Finmeccanica: Innovation Award now open to young university students
Participants are to develop innovative projects in a research field linked to one of the business areas of the Finmeccanica Group (3D Printing/Additive Manufacturing, Autonomous Systems, Cyber Security and Low Observability) and submit their proposals by 15 September 2015. The winners in each category will be offered internships at the Companies of the Group, financial rewards and the possibility to participate in an award ceremony to be held in October at Expo 2015. Details about the initiative are available at www.premioinnovazionefinmeccanica.com, and where participants can also submit their projects.
“Technological innovation – says Mauro Moretti, CEO and General Manager of Finmeccanica – is the main driver for the growth and economic development of a country, but first and foremost it produces a momentum that stimulates social progress with benefits for the whole of society.
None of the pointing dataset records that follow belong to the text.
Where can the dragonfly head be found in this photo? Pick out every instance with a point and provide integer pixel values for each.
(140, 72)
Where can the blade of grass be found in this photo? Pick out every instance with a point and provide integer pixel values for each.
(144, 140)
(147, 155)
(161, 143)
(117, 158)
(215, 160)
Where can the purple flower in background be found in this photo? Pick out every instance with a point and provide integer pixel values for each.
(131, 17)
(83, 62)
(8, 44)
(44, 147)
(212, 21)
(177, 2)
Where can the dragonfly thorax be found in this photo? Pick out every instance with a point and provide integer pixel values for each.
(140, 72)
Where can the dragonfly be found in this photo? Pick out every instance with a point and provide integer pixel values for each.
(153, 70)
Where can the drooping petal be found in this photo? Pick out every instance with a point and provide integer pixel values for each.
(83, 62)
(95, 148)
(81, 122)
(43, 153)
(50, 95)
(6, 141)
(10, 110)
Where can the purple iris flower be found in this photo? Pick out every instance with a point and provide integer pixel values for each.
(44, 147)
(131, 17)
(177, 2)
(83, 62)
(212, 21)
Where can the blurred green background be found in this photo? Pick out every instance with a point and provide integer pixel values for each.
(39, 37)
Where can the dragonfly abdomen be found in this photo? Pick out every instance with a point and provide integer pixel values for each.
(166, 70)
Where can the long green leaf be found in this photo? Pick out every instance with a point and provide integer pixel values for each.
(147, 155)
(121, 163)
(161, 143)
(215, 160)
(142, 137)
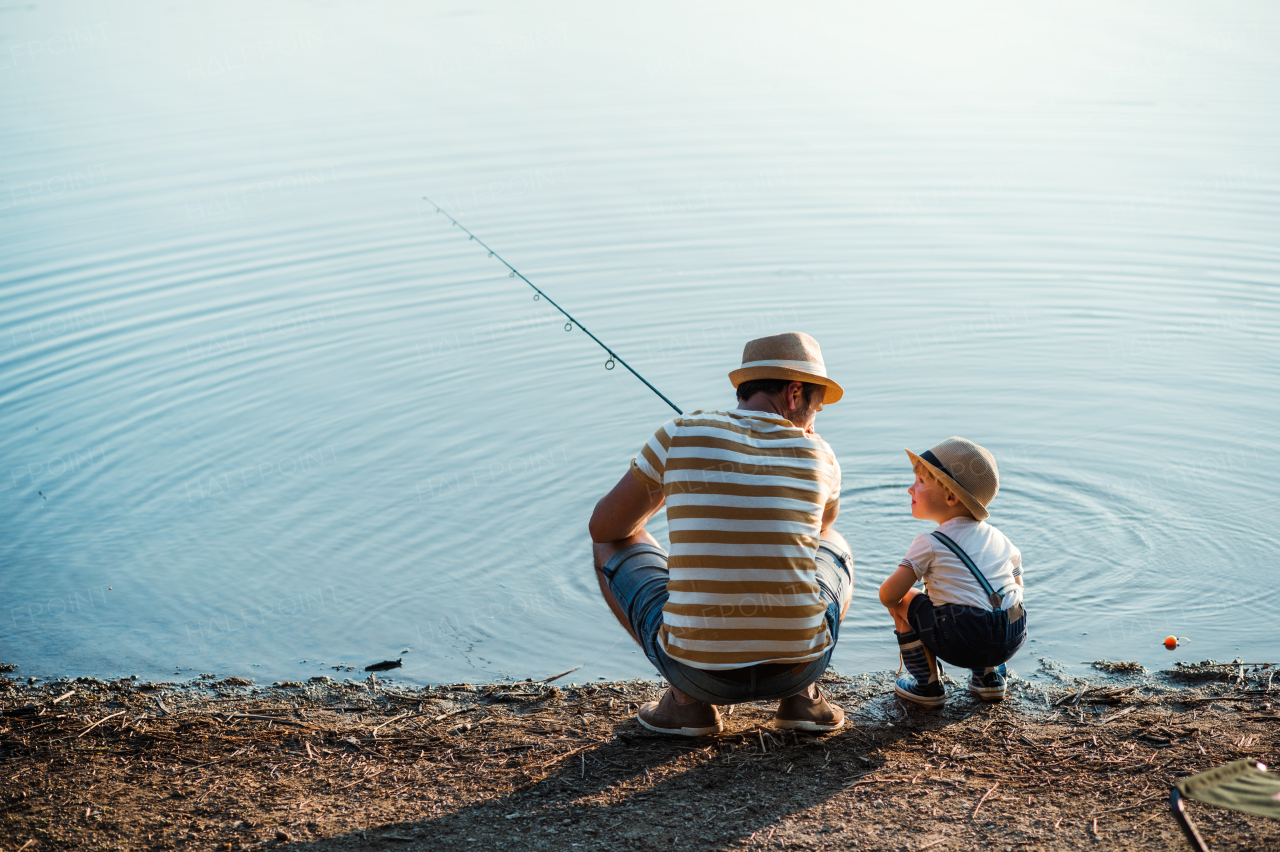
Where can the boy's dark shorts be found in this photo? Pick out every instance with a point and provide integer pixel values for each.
(638, 578)
(965, 636)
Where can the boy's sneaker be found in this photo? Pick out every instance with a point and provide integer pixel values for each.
(801, 713)
(927, 695)
(693, 719)
(988, 686)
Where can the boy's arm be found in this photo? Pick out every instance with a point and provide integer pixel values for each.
(894, 590)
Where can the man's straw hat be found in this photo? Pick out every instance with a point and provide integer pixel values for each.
(967, 468)
(794, 356)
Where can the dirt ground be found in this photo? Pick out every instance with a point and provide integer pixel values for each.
(1061, 764)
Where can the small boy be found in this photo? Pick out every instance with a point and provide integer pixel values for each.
(970, 613)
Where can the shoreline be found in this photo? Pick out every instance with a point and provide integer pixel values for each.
(225, 764)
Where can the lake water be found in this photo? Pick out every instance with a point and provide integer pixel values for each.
(264, 412)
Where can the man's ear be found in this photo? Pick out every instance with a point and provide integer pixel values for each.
(795, 395)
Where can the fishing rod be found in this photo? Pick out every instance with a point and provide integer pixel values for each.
(568, 326)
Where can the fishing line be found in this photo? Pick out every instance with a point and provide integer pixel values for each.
(539, 294)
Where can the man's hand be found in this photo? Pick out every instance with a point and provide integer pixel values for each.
(622, 512)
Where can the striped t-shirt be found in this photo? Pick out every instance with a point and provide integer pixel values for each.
(745, 495)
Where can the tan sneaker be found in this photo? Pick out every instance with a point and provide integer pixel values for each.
(667, 715)
(803, 713)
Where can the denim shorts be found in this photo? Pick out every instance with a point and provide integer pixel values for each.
(965, 636)
(638, 578)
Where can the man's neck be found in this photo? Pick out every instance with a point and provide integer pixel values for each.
(760, 402)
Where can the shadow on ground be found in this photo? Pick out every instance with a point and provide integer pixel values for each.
(639, 791)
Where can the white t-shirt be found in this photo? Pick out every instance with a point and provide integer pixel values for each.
(947, 581)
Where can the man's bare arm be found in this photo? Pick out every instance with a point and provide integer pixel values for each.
(830, 514)
(622, 512)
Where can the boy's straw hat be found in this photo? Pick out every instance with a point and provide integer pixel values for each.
(967, 468)
(794, 356)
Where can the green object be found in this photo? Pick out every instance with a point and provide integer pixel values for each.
(1242, 786)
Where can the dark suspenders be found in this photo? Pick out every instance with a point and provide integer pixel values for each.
(992, 595)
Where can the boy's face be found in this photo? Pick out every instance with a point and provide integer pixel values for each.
(929, 499)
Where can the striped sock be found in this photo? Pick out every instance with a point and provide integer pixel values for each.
(917, 658)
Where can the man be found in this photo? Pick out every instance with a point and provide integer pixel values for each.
(758, 581)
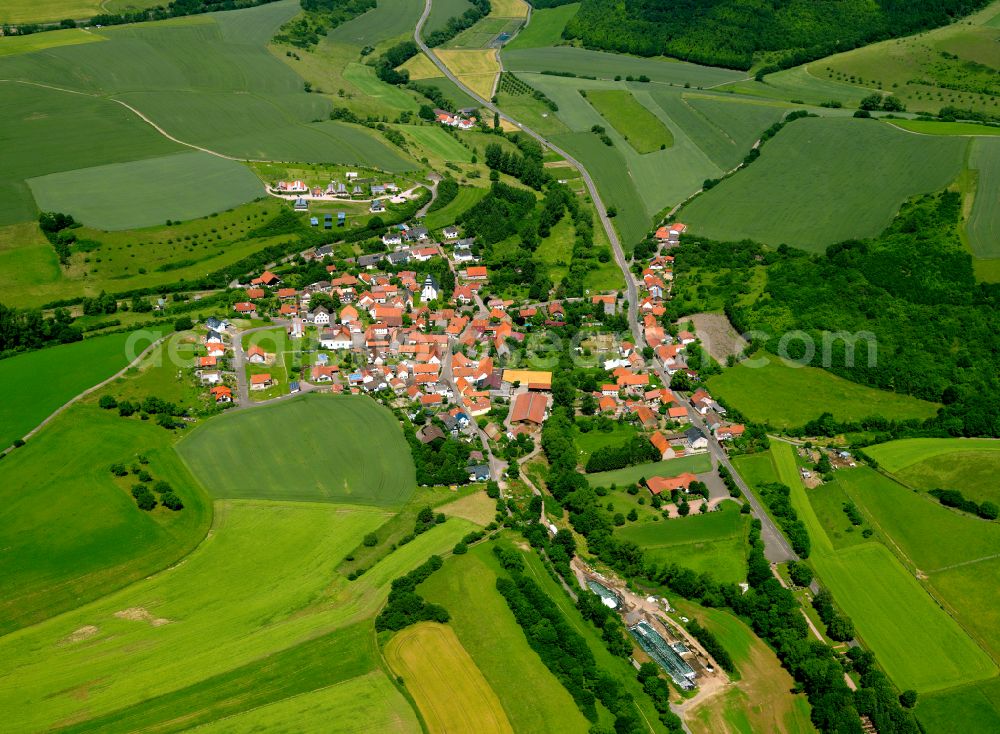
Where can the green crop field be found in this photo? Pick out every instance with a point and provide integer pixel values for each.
(723, 128)
(955, 552)
(787, 469)
(143, 193)
(438, 143)
(696, 464)
(895, 456)
(932, 536)
(714, 543)
(72, 532)
(763, 395)
(12, 45)
(448, 687)
(970, 465)
(252, 599)
(545, 28)
(239, 100)
(606, 65)
(48, 131)
(761, 698)
(614, 183)
(641, 128)
(390, 18)
(827, 502)
(956, 64)
(938, 127)
(806, 191)
(801, 85)
(36, 383)
(442, 11)
(41, 11)
(112, 261)
(363, 77)
(918, 644)
(973, 472)
(983, 225)
(756, 469)
(467, 587)
(641, 186)
(467, 198)
(337, 709)
(355, 447)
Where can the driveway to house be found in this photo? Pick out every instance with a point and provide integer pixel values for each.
(497, 466)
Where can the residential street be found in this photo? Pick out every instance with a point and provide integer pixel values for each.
(776, 548)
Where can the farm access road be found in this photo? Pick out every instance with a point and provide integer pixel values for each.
(776, 547)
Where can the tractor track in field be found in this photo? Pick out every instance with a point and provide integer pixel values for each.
(138, 113)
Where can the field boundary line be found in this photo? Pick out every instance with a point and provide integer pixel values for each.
(86, 392)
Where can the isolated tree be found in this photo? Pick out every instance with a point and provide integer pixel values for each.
(172, 502)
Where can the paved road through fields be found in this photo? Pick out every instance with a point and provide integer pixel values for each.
(776, 548)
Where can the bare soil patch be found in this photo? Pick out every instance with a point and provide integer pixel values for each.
(140, 614)
(717, 335)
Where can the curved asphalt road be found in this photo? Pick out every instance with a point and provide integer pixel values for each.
(776, 547)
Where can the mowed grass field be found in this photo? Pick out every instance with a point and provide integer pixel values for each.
(466, 585)
(261, 585)
(47, 131)
(73, 533)
(821, 181)
(917, 644)
(468, 197)
(607, 65)
(983, 225)
(937, 127)
(36, 383)
(641, 185)
(370, 698)
(12, 45)
(312, 448)
(438, 142)
(237, 98)
(696, 464)
(714, 543)
(144, 193)
(475, 68)
(787, 396)
(449, 689)
(27, 11)
(970, 708)
(545, 28)
(641, 128)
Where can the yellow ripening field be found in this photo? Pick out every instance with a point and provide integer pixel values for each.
(449, 689)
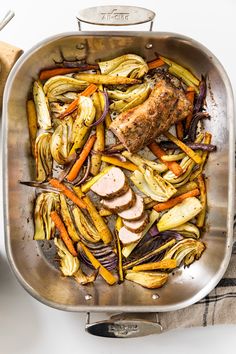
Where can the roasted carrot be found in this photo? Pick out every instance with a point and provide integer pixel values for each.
(176, 200)
(190, 96)
(98, 221)
(67, 192)
(105, 212)
(99, 144)
(72, 107)
(203, 199)
(172, 165)
(63, 232)
(205, 154)
(114, 161)
(82, 157)
(32, 124)
(179, 130)
(194, 156)
(155, 63)
(107, 276)
(163, 264)
(108, 119)
(48, 73)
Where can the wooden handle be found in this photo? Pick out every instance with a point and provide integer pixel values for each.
(8, 56)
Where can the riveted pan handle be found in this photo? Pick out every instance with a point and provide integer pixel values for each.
(116, 15)
(125, 326)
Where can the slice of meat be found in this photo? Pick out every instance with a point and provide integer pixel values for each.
(127, 236)
(135, 212)
(123, 202)
(112, 184)
(138, 126)
(136, 226)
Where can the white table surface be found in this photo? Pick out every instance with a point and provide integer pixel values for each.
(29, 327)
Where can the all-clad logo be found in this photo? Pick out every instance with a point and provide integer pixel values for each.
(122, 330)
(114, 15)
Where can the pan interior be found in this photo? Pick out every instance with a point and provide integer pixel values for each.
(37, 274)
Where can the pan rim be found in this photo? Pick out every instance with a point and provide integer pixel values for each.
(231, 176)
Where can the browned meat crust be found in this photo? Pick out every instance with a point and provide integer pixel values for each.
(138, 126)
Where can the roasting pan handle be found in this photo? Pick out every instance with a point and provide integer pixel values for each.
(115, 15)
(125, 325)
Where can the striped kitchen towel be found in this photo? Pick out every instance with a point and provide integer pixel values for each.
(218, 307)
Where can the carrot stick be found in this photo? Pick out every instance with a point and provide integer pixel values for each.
(163, 264)
(72, 107)
(107, 276)
(67, 192)
(203, 199)
(98, 221)
(114, 161)
(194, 156)
(48, 73)
(32, 123)
(172, 165)
(82, 157)
(99, 144)
(179, 130)
(190, 96)
(173, 201)
(63, 232)
(155, 63)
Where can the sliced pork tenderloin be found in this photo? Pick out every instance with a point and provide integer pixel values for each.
(138, 126)
(136, 226)
(112, 184)
(118, 204)
(135, 212)
(127, 236)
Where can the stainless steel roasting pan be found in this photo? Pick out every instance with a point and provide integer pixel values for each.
(30, 260)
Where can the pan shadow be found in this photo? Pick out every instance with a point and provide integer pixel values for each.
(18, 315)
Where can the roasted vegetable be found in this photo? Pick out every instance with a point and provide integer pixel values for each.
(194, 156)
(203, 199)
(86, 229)
(41, 105)
(133, 96)
(164, 264)
(179, 71)
(188, 230)
(43, 157)
(180, 214)
(61, 141)
(83, 278)
(140, 161)
(152, 185)
(69, 264)
(189, 186)
(150, 254)
(67, 219)
(44, 228)
(107, 276)
(150, 280)
(116, 162)
(126, 65)
(32, 123)
(86, 187)
(81, 126)
(186, 251)
(173, 166)
(63, 232)
(126, 251)
(98, 79)
(99, 144)
(57, 86)
(176, 200)
(98, 221)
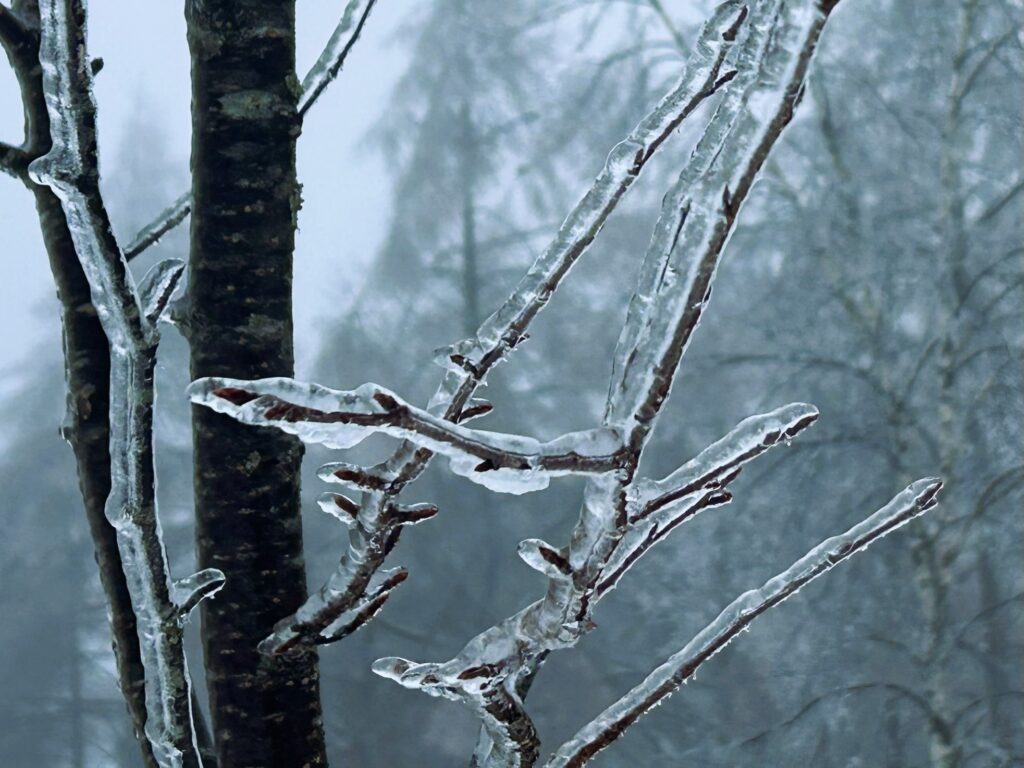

It is the strongest pillar of competitiveness in the manufacturing industry and it is key to maintaining the leading edge in the high-tech sector. The ability to innovate is therefore a launch pad, it is the ability to imagine and design the future through the present. For this reason – Moretti adds – Finmeccanica continues to invest around 11% of its revenues in research and development, funding activities carried out in cooperation with universities, institutes and research bodies across the world, focusing not only on the development of technologies, products and services, but also on pure research. Opening up the Finmeccanica Innovation Award to young people is part of this approach and we believe that they need to be recognized as having key role in the innovation process of our Country.”
The research areas, the technologies of the future:
3D Printing/Additive Manufacturing
New “Additive Manufacturing” processes are gradually revolutionising the world of “Mechanical Manufacturing” opening up new prospects with respect to the limits of conventional processing based on the removal of material. The possibility of producing mechanical components and sub-systems by “adding” material rather than “removing” it offers a wide range of advantages like time and cost reduction both in the prototyping phase and in production, besides reducing weights and minimising - if not totally eliminating - waste materials. “Additive Manufacturing” therefore opens up to new solutions that would be unattainable using the conventional techniques and that go from redesigning systems made up of several components in a single step, to the development of new business models such as for instance the production of spare parts or repairing items “locally”.
Autonomous Systems
The world around us is increasingly populated by “machines” that act and react automatically and to some extent, autonomously, therefore without being controlled directly by a human being. This evolution is a major opportunity that at times is perceived to be a threat, as occurs with all great revolutions. A major opportunity is offered by the greater autonomy of robotic systems governed by increasingly sophisticated sensors to ensure an environmental awareness that is as accurate as possible and by computing platforms that are increasingly powerful to support the “hunger” of calculation power determined by the growing processing needs in support of cognitive and decision-making processes
Cyber Security
Software is ubiquitous in today’s digital world. Software affords flexibility, intelligence and security to all complex systems and to all apparatuses that support and control the fundamental infrastructure of our society. However, given its nature, software is vulnerable to intentional and accidental attacks. Protecting and monitoring the security of software in its wide-ranging applications, is the most modern (cyber-security, physical and logic security, safety) and topical challenge to keeping “safe” human life, transportation, communications, energy, production, automation, business, health, law enforcement, entertainment, etc.
Low Observability
Observation and surveillance missions are increasingly carried out using unmanned aircraft with rotating and fixed wings and their success is strongly dependent on the “low observability” of the platform, in other words on the ability of being “invisible” to radars, infra-red visors and also to acoustic sensors and video-cameras. The technologies currently being used or exploited to minimise observability range from structural materials and surface treatment (paints), to special geometric shapes that can absorb or deviate the radiations picked up by detectors.